Wow!
Did I miss it, or where did you write what you did about the separate ground planes?
Did I miss it, or where did you write what you did about the separate ground planes?
I think I rambled about it but didn't mention the current solution. I basically kept them separate. The digital side has both ground and power planes and the analog section has separate ground traces. After I thought about it, there was really no other way to do it because the transformer is doing both noise rejection and isolation and you can't do that with sharing a plane on both sides of the tranny. Given that, it also made no sense to connect digital and analog grounds together.

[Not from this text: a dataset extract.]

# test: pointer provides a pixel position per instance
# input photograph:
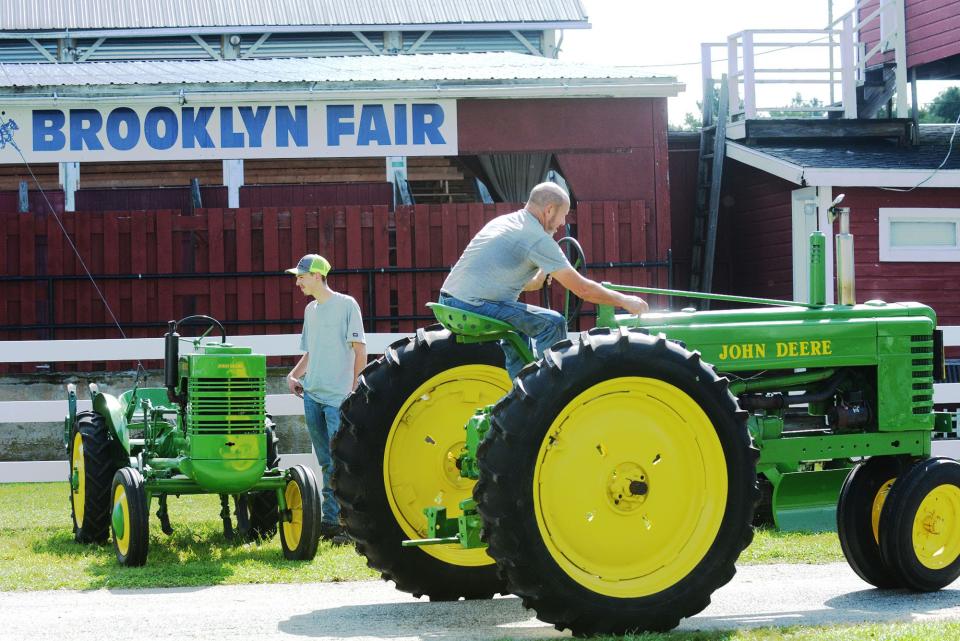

Just in case, I used plastic connectors for the analog side, should the case ever be grounded to the digital count (e.g. if wanting to attach the voltage regulator to the side of the case to help with heat).
So, in short, you can think of the digital and analog section as entirely separate - they just happen to be in the same box.
I don't know if you ever figured this out, but Eagle allows you to explicitly define different grounds. Use add, then look under supply1 or supply2, and select for example GNDA for everything on the analog side. What this does is just to allow you to complete the board without having an airwire hanging, but it's the right thing to do.
If you pulled up the board layout, that airwire is actually the PE connections for the DIN jacks. They are just the stress joints and I didn't see a need to tie them to ground, so I didn't.
I did go back and forth on using a ground plane versus traces on the analog section though. Since it was basically point to point in each side of the tranny, I didn't see much value in a plane there. Doing it that way also helped keep the analog wires further away from the digital section.